Department:  School Data of Science

Course Code

DATA130005.01

Course Title

Statistics: Principles, Methods and R (I)

Credit

3

Credit Hours

48

Course Nature

Specific General Education Courses □Core Courses □General Education Elective Courses □Basic Courses in General Discipline  Professional Compulsory Courses □Professional Elective Courses □Others

Course Objectives

The course covers fundamental aspects of probability and statistics methods and principles. Data illustration using statistical package R constitutes an integral part throughout the course, therefore provides the hands-on experience in simulation and data analysis.

Course Description

The topics covered in this course include: introduction of R, probability, independence, conditional probability, Bayes' formula, random variables and distributions, moment generating functions, probability inequalities, law of large numbers, central limit theorem, point estimation, maximum likelihood estimation, Fisher's information, asymptotic efficiency, Hypothesis testing, Wald's test, t-tests, likelihood ratio tests, permutation tests, confidence intervals, linear regression model.

Course Requirements:

Probability Theory, Linear Algebra

Teaching Methods:

The course is carried out mostly by conventional lectures, combined with data analytic studies in R. Homework assignments will be given to help the students review the contents and apply their newly acquired knowledge and tools on real-world data problems.

Instructor's Academic Background:

Fengnan Gao is an assistant professor jointly appointed by the School of Data Science and Shanghai Center for Mathematical Sciences.

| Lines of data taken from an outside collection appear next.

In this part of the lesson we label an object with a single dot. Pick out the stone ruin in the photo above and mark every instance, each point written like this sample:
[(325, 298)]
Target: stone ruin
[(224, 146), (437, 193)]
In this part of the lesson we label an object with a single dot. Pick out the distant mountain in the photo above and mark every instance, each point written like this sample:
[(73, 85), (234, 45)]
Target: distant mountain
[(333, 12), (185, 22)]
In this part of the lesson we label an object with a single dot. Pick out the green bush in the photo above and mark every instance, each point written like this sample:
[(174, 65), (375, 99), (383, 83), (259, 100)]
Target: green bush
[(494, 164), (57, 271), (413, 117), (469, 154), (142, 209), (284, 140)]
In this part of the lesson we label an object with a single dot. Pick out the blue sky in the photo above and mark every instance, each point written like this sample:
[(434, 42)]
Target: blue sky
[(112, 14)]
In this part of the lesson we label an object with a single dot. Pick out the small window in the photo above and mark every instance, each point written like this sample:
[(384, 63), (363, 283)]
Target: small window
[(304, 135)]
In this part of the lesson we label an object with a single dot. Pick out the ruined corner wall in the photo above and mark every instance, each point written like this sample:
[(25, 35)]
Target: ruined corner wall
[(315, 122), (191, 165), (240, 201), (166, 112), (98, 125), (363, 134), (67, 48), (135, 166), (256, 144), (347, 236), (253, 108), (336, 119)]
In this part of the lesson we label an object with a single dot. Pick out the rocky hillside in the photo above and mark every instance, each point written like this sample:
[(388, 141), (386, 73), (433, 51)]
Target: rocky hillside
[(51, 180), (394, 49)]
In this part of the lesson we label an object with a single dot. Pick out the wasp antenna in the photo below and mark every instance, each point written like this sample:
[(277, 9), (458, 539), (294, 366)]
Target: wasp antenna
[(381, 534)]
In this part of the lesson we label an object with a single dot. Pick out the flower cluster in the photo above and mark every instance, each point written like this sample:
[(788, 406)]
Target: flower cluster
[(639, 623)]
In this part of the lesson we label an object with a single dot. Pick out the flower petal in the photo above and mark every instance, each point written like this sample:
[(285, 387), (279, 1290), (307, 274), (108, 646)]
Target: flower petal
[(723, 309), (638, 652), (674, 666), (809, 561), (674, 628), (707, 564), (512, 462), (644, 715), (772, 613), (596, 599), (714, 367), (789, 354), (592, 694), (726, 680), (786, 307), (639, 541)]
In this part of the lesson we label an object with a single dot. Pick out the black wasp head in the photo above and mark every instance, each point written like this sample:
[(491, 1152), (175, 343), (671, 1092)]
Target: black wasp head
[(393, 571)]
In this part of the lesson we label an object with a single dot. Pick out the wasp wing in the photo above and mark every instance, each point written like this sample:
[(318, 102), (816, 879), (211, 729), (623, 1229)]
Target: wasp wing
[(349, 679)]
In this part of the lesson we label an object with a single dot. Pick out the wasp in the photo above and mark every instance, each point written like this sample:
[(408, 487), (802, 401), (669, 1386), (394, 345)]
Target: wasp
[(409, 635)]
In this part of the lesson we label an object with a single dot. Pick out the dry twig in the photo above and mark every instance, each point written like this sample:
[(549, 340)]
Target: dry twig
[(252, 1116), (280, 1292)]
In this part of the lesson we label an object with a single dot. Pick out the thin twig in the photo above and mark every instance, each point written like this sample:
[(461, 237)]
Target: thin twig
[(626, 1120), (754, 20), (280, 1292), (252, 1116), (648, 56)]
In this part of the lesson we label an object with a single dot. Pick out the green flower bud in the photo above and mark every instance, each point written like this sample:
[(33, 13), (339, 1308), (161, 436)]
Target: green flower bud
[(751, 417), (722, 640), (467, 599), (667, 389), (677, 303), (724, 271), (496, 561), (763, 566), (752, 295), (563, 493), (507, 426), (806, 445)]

He finished hid PhD with Aad van der Vaart from Leiden University in 2016 and joined Fudan afterwards. He has published papers on Electronic Journal of Statistics and Stochastic Processers and their Applications. He has presented his works in Amsterdam, North Carolina, Frejus, Cambridge and Eindhoven.


Members of Teaching Team

Name

Gender

Professional Title

Department

Responsibility

Fengnan Gao

Male

Assistant Professor

School of Data Science and Shanghai Center for Mathematical Sciences

Main instructor
















Course Schedule (Please supply the details about each lesson with 48 academic hours in a total of 8 weeks):


Week 1---- Introduction to the course and R

  1. What is R? Installing R, help and documentation

  2. Data objects, data import and export, basic data manipulation

  3. Computing with data, organizing an analysis

Week 2---- Probability and Random variables

  1. Sample space and events, probability, independent events

  2. Conditional probability, Bayes’ formula

  3. Distribution functions and probability functions, mean and variance, moment generating functions

Week 3--- Distributions and Multivariate distributions

  1. Discrete random variables, continuous random variables

  2. Bivariate distributions, marginal distributions, independent random variables, conditional distributions

  3. Multivariate distributions, IID samples, transformations of random variables

Week 4---- Inequalities and Convergence of random variables

  1. Probability inequalities

  2. Inequalities for expectations

  3. Types of convergence

Week 5---- Limit Theorems and Monte Carlo Methods

  1. Law of Large Numbers (LLN) and Central Limit Theorem (CLT)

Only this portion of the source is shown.